General Pervez Musharraf, the wily president of Pakistan, is in turbulent waters, his power diminished by his failed attempt to muzzle the Supreme Court. His role as America's ally in the war against terror has suffered setbacks. Now, with the impending return of exiled former prime ministers Benazir Bhutto and Nawaz Sharif, and reports about byzantine negotiations between the factions involved the situation is murky. Musharraf might yet succeed in remaining as president but only by conceding ground. And which party -- Bhutto's Pakistan Peoples Party or Sharif's Pakistan Muslim League -- will emerge on top ? Pakistan's powerful militant Islamic groups are not going to be silent spectators as the events unfold.
Corruption was rampant during both Benazir Bhutto and Nawaz Sharif's premiership. Between 1988 and 1999 both Bhutto and Sharif had served twice as prime minister. Under the constitution they are prohibited from serving a third term. They have made no secret of the fact that they will seek a constitutional amendment.
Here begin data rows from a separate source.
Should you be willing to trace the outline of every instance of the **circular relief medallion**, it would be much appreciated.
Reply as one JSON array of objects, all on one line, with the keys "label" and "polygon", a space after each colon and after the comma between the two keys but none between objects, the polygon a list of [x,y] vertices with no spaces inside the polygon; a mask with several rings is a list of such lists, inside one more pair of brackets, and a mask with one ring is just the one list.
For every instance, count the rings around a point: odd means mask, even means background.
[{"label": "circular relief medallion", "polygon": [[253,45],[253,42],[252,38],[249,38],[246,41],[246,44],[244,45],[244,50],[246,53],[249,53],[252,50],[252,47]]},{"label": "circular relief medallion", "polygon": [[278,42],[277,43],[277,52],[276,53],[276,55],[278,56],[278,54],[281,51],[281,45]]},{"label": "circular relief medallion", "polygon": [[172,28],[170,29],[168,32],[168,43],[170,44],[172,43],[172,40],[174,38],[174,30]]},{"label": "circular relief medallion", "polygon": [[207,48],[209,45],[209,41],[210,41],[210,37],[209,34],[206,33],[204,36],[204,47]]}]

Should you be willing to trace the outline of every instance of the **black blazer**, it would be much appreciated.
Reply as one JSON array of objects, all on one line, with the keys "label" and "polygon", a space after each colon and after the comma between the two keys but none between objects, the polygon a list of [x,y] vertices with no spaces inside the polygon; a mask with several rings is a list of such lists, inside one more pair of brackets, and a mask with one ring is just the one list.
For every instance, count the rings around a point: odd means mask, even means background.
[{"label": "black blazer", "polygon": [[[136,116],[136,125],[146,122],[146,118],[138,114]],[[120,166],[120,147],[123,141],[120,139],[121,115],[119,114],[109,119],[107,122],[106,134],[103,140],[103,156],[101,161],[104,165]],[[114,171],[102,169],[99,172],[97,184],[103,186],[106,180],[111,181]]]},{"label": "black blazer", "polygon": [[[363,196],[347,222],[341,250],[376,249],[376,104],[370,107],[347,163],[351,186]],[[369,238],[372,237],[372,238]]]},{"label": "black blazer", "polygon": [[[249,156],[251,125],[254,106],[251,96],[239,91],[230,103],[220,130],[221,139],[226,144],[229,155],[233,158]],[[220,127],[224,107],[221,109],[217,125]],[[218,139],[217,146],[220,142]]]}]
The General's support has eroded among the people of Pakistan. Pakistanis are restless and want change. Records of the years when Benazir Bhutto and Nawaz Sharif ruled Pakistan give little hope for expecting a clean, democratic government. And the army would be loath to relinquish the power sharing agreement with General Musharraf. In worst case scenario, martial law could again be declared and make it possible for a military-mullah coalition to take control. Should that come to pass, it would be difficult for America to justify supporting the regime. But history is full of instances of strange bedfellows embraced by America purely for selfish reasons. What our government says often has little resemblance with what it does.